Nursing homes across the United States have faced a heavy burden during the ongoing COVID-19 crisis. Their population is the most at-risk group for the coronavirus and the industry fears the legal costs associated with coming lawsuits that will allege mishandling of the virus and the residents. Fifteen states have already taken action to ban nursing home coronavirus lawsuits, triggering a fierce debate over whose interests this limitation on legal recourse will actually protect.
As with any premises liability lawsuit, the issue at stake is negligence—did the nursing home fail to provide the standard of care that a reasonable and prudent institution or staffer would undertake in a given situation?
With any infection, it is expected that nursing homes will work to minimize the risk of contraction and transmission. The typical steps taken to achieve this are through tightening sanitation efforts, making equipment changes (i.e. providing a mask to all staff and requiring their use) and isolating residents that may have already contracted the infection.
It is not expected that a nursing home stop any virus from spreading. These institutions face resource limitations, both financial and in terms of trained personnel. What is expected is that they will take all reasonable measures to stop an infection from spreading.
Supporters of immunity protections say that the uncertain knowledge of how COVID-19 operates makes evaluating staffers’ responses unreasonable. They note that directives from government authorities were often shifting and that sickness took their toll on nursing home staff.

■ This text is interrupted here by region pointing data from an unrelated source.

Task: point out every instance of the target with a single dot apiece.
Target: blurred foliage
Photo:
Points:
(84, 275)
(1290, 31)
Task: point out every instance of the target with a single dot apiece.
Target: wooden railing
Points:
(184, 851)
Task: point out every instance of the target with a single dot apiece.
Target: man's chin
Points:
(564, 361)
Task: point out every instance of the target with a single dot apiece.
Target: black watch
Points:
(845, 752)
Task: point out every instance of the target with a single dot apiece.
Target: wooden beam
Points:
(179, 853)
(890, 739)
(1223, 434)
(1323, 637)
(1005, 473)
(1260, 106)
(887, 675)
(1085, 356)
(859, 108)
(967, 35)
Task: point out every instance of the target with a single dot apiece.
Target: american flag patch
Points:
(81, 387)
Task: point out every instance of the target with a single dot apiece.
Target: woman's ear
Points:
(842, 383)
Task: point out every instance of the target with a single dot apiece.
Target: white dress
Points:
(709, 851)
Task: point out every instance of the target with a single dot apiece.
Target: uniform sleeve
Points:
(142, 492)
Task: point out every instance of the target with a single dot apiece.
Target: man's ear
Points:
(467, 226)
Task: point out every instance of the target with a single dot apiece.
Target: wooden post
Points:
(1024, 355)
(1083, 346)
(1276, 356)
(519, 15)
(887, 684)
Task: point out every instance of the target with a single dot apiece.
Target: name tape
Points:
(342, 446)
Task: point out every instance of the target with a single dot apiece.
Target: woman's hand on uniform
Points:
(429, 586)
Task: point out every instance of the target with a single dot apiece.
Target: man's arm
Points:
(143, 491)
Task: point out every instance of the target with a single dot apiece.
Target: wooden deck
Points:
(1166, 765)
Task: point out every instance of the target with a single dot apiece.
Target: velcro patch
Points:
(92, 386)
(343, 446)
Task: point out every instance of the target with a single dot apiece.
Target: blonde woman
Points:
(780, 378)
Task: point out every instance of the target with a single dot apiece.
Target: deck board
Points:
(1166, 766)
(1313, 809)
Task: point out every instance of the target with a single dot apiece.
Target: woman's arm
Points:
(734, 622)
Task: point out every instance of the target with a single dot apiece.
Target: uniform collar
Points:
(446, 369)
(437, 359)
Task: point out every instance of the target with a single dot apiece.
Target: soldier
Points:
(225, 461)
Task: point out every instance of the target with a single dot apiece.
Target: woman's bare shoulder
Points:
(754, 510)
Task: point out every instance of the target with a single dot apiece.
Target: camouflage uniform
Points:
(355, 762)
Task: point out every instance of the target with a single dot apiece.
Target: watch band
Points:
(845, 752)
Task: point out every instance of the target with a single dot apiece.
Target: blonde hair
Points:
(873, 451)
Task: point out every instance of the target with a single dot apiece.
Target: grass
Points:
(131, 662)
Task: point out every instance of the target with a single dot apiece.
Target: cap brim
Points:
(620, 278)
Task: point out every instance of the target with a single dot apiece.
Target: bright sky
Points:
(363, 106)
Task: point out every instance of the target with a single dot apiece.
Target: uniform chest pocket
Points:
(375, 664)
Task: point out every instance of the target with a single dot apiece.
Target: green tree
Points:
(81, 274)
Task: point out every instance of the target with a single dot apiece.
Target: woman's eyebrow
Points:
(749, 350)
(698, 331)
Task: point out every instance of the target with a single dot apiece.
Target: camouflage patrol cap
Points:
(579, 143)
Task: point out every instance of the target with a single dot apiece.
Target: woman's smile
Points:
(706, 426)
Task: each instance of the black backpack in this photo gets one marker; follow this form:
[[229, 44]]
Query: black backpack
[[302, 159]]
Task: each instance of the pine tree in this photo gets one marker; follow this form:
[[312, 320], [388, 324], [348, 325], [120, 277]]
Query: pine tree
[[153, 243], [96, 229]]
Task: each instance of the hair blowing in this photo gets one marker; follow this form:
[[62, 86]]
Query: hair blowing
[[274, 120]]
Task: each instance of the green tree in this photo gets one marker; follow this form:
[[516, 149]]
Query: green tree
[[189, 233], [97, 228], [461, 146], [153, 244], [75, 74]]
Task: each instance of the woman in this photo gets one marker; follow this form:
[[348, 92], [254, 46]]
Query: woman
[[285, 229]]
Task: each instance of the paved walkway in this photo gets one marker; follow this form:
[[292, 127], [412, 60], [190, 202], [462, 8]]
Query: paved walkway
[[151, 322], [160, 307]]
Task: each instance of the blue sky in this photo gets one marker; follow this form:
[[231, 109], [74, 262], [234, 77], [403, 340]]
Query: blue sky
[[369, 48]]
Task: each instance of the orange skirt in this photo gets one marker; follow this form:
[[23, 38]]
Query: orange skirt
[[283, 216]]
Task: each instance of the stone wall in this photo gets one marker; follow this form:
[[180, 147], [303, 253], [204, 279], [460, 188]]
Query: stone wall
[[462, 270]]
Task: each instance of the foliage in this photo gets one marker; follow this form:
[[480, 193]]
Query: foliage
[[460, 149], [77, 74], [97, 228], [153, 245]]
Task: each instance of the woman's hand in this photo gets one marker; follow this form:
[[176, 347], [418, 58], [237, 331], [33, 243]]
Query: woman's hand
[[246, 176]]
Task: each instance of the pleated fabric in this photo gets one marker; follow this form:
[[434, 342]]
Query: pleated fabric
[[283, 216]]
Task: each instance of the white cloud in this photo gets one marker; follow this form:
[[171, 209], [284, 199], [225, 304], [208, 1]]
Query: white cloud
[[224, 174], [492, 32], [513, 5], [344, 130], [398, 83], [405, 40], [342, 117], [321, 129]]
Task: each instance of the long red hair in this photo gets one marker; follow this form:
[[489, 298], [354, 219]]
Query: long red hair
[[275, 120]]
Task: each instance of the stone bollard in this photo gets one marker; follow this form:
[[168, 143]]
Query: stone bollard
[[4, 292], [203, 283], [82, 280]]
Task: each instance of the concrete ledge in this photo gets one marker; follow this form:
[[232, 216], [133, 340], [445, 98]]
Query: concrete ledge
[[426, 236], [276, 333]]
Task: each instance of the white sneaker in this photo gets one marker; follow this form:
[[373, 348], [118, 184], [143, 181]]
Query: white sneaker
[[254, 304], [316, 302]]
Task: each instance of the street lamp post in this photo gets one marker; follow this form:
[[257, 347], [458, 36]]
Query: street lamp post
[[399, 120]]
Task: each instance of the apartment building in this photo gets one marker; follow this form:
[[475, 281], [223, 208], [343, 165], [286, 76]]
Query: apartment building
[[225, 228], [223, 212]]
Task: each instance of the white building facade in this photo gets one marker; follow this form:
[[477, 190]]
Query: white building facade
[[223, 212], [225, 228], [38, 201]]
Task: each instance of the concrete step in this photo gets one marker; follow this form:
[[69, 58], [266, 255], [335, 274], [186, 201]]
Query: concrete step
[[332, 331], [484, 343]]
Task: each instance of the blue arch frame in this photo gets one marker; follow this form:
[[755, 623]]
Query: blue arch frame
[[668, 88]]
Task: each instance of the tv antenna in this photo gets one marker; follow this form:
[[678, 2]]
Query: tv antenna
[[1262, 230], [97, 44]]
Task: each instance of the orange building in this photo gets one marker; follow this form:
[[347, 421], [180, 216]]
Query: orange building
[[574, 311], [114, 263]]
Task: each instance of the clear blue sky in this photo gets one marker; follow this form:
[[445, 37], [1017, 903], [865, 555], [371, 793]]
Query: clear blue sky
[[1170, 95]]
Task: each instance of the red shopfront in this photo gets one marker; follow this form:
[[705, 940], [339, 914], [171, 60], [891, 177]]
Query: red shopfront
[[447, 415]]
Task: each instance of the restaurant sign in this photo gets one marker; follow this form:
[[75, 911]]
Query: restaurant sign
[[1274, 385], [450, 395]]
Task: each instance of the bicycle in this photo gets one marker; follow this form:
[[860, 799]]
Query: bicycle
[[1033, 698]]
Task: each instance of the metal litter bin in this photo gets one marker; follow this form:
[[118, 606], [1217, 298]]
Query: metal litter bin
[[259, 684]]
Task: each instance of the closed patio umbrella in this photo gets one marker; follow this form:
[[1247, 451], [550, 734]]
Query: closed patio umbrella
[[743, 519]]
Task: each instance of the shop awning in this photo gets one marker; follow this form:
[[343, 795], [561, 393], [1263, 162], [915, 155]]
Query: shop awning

“The second guessing of people…if those people did the best they could under the circumstances is just wrong,” says Jim Cobb, a Louisiana lawyer who has previously represented nursing homes. “There’s a lot to be said for someone acting in good faith in the face of a natural disaster…they should have criminal immunity.”
Critics of immunity believe the nursing home industry is using the current pandemic as a way to cover deeper-seated problems in their institutions. Patient advocates argue that staff shortages and poor infection control are long-standing problems that have come about because the industry has kept a closer eye on its bottom line than its patients.
To that end, industry watchdogs cite studies that show 62 percent of nursing homes failed at infection control last year, before the coronavirus became a factor. Now immunity is being granted at a time when family members are unable to visit their loved ones. If legal liability is removed, where will accountability come from?
This general debate framework—the unprecedented nature of COVID-19 vis-à-vis long standing industry problems—is going to keep playing out in state legislatures across the country. And the debate will likely be staged for juries in the liability cases that do make it to trial.